They walked back together through the large bedroom which had once been the drawing-room of the old house. The further wall was covered with a mirror, to reflect the garden. Over the bed was thrown a white fur rug and on one corner slept a yellowing pekinese which, like the rug, looked as if it had been to the cleaners too often. A quiet parrot hung in a cage. This was the home that suited its mistress, which certainly nothing would make her leave.

“Have you ever thought,” said Cora, as they halted together at the looking-glass, “what a film it would make if an ugly woman could make a bargain with the devil? I would sell my soul, like Faust, if I could walk out now into the street and look as you do.”

“You’re absurd. Make your pact at least for what I used to be.”

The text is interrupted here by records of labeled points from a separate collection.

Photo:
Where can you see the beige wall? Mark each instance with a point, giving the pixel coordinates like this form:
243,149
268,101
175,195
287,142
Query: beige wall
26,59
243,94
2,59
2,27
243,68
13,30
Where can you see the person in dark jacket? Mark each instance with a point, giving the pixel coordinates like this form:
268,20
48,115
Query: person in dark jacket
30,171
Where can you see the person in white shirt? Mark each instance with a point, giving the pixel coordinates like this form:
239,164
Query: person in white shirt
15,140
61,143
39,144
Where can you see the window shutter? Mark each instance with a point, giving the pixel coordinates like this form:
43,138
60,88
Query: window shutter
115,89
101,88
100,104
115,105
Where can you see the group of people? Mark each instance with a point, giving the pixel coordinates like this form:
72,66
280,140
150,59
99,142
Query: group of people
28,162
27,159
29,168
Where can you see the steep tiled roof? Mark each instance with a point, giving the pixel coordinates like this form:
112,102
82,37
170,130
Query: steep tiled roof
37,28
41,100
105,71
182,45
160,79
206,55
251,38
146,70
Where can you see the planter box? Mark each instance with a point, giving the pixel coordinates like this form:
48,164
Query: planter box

“The devil’s about!” said Cora. She went nearer to the glass. “He’s heard me! The terrible black, I see for the first time, has a thread of white, and I may become a blonde at last. Who knows whether old age, after what I’ve gone through, won’t be more like beauty? Devil - give me a break! Ugly women can have love but what I want to feel is admiration. I should go mad with pleasure to make a conquest of a sheer stranger. It’s why I like to be with you. I could watch you for ever and your effect on other people. I’m not a sad old Lesbian by nature so much as from envy. I’m forced to make my meal off women who have better luck. Write, won’t you, to Rudi for me. I really can’t be bothered. Tell him I never lunch out when I’m painting. I can’t waste the light.”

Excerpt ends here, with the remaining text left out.